The federal government has asked power generation companies (GenCos) to find eligible customers for its product as the payment for shortfalls might end soon.

Speaking at a workshop on eligible customer regulation in Abuja on Tuesday, Louis Edozien, permanent secretary of the ministry of power, works and housing, said it is no longer sustainable for GenCos to complain of stranded power when there are customers willing to buy it.

He lamented that no licensed customer has benefited from the eligible customer policy directive two years after it was unveiled.

On March 1, 2017, the federal government approved the sum of N701 billion as power assurance guarantee fund for the Nigerian Bulk Electricity Trader (NBET) to pay for the electricity produced by the generation companies (GenCos) to the national grid for the period of two years starting from January 2017 to December, 2018.


“The purpose of this gathering is to give full effect to the (eligible customer) policy direction unveiled by the Minister of Power, Works and Housing, Babatunde Fashola, in 2017,” he said.

“With the policy, if you are a bulk consumer in the power sector and you are not satisfied with the services you are getting, you’ve been empowered under the Act to buy the power from an existing licencee and have it transmitted and delivered to you.

“It is a bit disheartening that though we are almost two years after that policy direction, not one fully licensed eligible customer is enjoying this regulation. So, I have messages for all the people here so that we can from today move forward much more expeditiously to effect what the minister intended almost two years ago.

“I have a message to Gencos, gone are the days where you could on your own or through your association or investors agitate about not being paid or not being able to sell your products. Since 2017, the Federal Government established a policy to pay you where you are not paid and that policy still subsists.

“But it is also not obtainable any longer for you to complain about not being able to sell your 2,000 megawatts. Go, find the customers who need it and sell it to them. That is what this regulation now authorises and empowers you to do. Don’t sit back and expect that government will perpetually be buying your power. No!”

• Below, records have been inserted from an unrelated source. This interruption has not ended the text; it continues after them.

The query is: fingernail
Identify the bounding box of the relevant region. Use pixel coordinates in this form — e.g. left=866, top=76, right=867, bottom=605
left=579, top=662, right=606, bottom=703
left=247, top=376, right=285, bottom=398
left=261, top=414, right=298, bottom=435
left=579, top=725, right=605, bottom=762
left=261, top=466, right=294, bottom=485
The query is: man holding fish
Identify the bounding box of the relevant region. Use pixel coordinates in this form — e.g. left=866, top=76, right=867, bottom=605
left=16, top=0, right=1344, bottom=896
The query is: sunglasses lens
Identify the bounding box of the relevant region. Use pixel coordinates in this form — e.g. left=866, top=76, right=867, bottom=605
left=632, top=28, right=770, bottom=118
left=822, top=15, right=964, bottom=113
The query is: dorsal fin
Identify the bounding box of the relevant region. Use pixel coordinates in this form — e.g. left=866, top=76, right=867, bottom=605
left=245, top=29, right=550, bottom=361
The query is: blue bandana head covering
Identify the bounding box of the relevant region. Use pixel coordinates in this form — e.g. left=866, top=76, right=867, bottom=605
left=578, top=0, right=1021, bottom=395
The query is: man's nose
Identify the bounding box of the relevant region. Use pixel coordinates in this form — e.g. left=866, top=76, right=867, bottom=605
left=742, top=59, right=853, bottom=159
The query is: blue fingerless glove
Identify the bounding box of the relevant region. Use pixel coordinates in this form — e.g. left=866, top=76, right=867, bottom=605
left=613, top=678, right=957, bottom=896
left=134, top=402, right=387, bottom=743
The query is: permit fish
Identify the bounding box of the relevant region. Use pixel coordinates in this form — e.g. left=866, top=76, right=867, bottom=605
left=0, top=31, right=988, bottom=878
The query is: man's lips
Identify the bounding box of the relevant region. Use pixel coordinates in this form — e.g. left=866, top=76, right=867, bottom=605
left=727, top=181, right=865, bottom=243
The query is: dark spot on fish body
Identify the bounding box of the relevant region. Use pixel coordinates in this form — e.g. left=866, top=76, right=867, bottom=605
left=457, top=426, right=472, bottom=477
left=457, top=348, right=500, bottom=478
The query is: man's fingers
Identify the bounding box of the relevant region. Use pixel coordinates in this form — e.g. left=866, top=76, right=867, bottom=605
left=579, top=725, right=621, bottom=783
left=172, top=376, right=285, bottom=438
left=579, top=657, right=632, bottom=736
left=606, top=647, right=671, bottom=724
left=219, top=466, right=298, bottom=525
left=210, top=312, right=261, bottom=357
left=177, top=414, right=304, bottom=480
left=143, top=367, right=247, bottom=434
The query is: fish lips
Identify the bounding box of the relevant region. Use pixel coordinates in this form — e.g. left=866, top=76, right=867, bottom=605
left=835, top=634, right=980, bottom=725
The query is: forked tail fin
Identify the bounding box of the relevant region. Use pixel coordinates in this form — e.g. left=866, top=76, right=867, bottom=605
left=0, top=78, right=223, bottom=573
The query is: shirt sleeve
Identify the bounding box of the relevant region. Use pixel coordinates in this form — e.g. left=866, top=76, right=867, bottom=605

“Government does not consume your power; the NBET is not the consumer of your power. Eligible customers are the consumers of your power, find them, (enter) contract with them. That’s the essence of this policy.

“The government, through the payment assurance programme, is paying the generation companies for shortfalls in payments through the NBET and clearly that is not what the Act intended for the industry today. And ultimately the government has to exit from this role.”